Researchers have found that many of the more than 4,000 compounds in second-hand smoke, which wafts through the air as a cigarette is smoked, can linger indoors long after a cigarette is stubbed out. Based on studies led by Hugo Destaillats, also at LBNL, these substances can go on to react with indoor pollutants such as ozone and nitrous acid, creating brand-new compounds, some of which may be carcinogenic.

One of those compounds goes by the acronym NNA. Hang's research has shown that NNA, a tobacco-specific nitrosamine, locks onto DNA to form a bulky adduct (a piece of DNA bound to a cancer-causing chemical), as well as other adducts, in lab test tubes. Other large compounds that attach to DNA tend to cause genetic mutations. NNA also breaks the DNA about as often as a related compound called NNK, which is a well-studied byproduct of nicotine and a known potent carcinogen. This kind of DNA damage can lead to uncontrolled cell growth and the formation of cancerous tumors.

The biggest potential health risk is for babies and toddlers, he noted. As they crawl and put their hands or toys in their mouths, they could touch, swallow or inhale compounds from third-hand smoke. Their small size and early developmental stage make them more vulnerable than adults to the effects of environmental hazards.

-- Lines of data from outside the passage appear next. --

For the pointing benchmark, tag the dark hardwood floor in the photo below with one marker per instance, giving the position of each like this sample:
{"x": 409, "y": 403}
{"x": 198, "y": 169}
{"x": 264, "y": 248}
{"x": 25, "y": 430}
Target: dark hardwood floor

Although many public places prohibit smoking, Hang noted that people can still smoke in most rental apartments and private residences -- and smoking remains a huge public health issue. In 2011, nearly 44 million American adults reported smoking cigarettes, which ranks as the leading cause of preventable death in this country. And 34 million people smoke every day, according to data from the Centers for Disease Control & Prevention.

So far, the best way to get rid of third-hand smoke is by removing affected items, such as sofas and carpeting, as well as sealing and repainting walls, and sometimes even replacing contaminated wallboard, he explained. Replacing furniture can be pricey, but Hang said vacuuming and washing clothes, curtains and bedding can also help.